Selain jalur perdata, pemerintah juga tengah mendalami dugaan tindak pidana lingkungan yang dilakukan oleh sejumlah perusahaan di Aceh dan Sumatera Utara. Dalam proses ini, KLH bekerja sama erat dengan Bareskrim Polri untuk memperkuat bukti-bukti hukum.
“Potensi pidana juga kami gali. Ada dua pidana yang sedang kita susun, baik itu di Aceh maupun di Sumatera Utara. Ada empat yang saat ini sedang dilakukan penyelidikan. Karena untuk penyidikannya kita diminta berkonfirmasi dengan Bareskrim Polri. Kami akan support penuh dokumen-dokumen terkait dengan lingkungan pada Bareskrim Polri,” ujar Hanif.
Saat ini, KLH dilaporkan tengah melakukan pengawasan intensif terhadap aktivitas 68 perusahaan yang tersebar di tiga provinsi, yakni Aceh, Sumatera Utara, dan Sumatera Barat. Pengawasan ini merupakan bagian dari upaya sistematis dalam menangani serta menyelesaikan akar permasalahan bencana hidrometeorologi di wilayah tersebut.

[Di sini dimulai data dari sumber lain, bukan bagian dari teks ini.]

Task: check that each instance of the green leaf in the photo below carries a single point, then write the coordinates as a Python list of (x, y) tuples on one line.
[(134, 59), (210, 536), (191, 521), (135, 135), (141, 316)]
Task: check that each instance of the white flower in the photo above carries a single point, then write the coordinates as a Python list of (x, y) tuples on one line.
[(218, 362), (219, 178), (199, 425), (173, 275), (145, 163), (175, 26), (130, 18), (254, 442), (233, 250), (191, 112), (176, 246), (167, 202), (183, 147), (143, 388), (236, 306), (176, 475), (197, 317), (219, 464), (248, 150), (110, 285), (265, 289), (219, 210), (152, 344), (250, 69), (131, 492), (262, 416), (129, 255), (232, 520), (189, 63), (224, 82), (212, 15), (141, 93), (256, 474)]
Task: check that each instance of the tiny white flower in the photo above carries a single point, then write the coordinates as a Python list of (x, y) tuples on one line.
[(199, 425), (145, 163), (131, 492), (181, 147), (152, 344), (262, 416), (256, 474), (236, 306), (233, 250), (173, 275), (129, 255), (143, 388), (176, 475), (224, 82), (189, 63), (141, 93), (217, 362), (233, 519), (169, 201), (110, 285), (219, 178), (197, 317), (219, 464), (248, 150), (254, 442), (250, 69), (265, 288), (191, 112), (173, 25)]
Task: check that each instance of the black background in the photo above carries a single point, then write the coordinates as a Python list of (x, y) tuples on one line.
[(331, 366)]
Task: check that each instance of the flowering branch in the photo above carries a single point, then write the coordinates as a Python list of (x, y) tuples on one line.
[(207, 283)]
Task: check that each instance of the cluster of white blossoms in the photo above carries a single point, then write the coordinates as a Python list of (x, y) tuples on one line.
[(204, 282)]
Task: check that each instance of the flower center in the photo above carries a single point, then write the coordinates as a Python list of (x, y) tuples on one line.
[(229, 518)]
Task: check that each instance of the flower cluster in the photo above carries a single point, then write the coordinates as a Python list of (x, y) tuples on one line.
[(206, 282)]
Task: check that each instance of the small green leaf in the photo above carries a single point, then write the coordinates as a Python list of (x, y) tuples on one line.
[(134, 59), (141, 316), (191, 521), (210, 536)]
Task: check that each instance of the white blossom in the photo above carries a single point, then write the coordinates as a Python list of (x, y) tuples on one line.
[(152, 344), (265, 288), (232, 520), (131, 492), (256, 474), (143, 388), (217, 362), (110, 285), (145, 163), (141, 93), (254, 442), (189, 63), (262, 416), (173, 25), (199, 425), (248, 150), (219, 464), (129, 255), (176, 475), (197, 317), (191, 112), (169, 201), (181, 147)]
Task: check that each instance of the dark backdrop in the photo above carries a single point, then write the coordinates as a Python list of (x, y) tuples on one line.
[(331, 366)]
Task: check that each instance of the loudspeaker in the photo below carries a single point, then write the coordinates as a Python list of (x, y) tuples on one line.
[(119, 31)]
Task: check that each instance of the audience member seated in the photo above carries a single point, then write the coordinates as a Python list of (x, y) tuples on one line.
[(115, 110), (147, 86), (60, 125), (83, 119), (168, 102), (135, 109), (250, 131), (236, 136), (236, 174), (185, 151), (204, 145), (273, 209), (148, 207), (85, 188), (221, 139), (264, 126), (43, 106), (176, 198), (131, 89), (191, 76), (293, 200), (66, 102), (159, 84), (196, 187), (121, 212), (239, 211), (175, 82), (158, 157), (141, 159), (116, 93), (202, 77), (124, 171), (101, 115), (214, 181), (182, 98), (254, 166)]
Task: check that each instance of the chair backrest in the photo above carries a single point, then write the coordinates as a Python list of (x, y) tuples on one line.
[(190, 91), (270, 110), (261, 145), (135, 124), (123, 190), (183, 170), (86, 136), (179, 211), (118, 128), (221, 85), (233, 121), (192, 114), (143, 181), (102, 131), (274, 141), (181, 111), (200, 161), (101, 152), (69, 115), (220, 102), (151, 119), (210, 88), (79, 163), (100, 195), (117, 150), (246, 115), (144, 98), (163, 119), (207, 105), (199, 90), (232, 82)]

Secara rinci, perusahaan yang berada dalam pengawasan KLH meliputi 31 perusahaan di Aceh, 15 perusahaan di Sumatera Utara, dan 22 perusahaan di Sumatera Barat. Langkah tegas ini diharapkan dapat memberikan efek jera bagi pelaku usaha agar lebih patuh terhadap regulasi kelestarian lingkungan.